Kung Fu Panda won the box-office race in its opening weekend. Here’s a clue why.

 Screen image from 'Kung Fu Panda'

The animated movie Kung Fu Panda earned an estimated $60 million days during its opening weekend during the past three days, and You Don’t Mess with the Zohan, with Adam Sandler as a martial arts expert and ace hairdresser, finished second, snagging $40 million.

Sandler’s film brought in $10 million dollars more than industry experts had expected, and the performance of Kung Fu Panda was well over $10 million above expectations.

Adam Sandler in 'You Don't Mess with the Zohan'

Experts were surprised that a full 71 percent of the Panda audience was over 17 years old, a high number for an animated film, and that women constituted 51 percent of the audience for Zohan.

Both films, that is, had much wider appeal than expected.

They shouldn’t be surprised, however. 

Consider this, from an AP story recounting a recent study on obesity:

Overall, roughly 32 percent of [U.S.] children were overweight but not obese, 16 percent were obese and 11 percent were extremely obese, in a study based on in-person measurements of height and weight in 2005 and 2006.

Those levels were roughly the same as in 2003-04 after a steady rise since 1980, according to the federal Centers of Disease Control and Prevention, which conducted the study.

Their parents are even fatter, the story noted:

CDC data reported last year showed obesity rates for men also held steady from 2003-04 to 2005-06 at about 33 percent after two decades of increases.
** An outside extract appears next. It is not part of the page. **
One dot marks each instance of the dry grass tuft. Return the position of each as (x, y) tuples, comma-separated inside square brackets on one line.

The rate for women, 35 percent, remained at a plateau reached in 2003-04.

Although it is reasonable to doubt the accuracy of these measures comparing height and weight, a simple look around will confirm that Americans are indeed pretty darn fat. It should hardly surprise us, then, that a movie featuring a fat panda as a martial arts expert and action hero would be a bit hit with audiences. Or that a film featuring the by no means chiseled Adam Sandler as another martial arts expert and action hero would come in second with a very big audiences, with both films exceeding industry expectations.

After all, it’s a comforting notion to think that one can eat cookies and chips all day while playing video games or watching reality TV, become flabby and weak, and yet at any point choose to practice for a while and become a superb athlete.

It’s a very appealing fantasy, and one that ought to have natural appeal to Americans, with our wide girths and great reluctance to do anything more physical demanding than watching television, driving our cars, or breathing.

I can envision a coming culture of obesity if we continue to ignore our health and conditioning as we have done in the past couple of decades:

  • Miss America will weigh 200 pounds and win the honor after acing the muu muu competition.
  • NASCAR crews will have to use the jaws of life to remove drivers from their cars after races, even without collisions.
  • Basketball players will actually pass the ball to one another, having become too fat to  conetmplate dribbling it all the way up the court.
  • Runways for fashion models will have to be reinforced with stronger metal foundations.
  • Oprah will get fat again.
  • Movie action heroes will wear Hawaiian shirts and baggy khaki shorts and defeat villains by sitting on them.
  • Rock musicians—well, they’ll stay skinny because of all the illegal drugs they consume.
  • Potato chips will be considered a diet food.
  • Barack Obama will stop smoking and will start power-eating cake frosting and beer.
  • Full-length mirrors will be concave on a vertical axis, to create a more flattering self-image.

That’s America today, after all: when given a choice between self-denial and self-delusion, we’ll always choose the latter.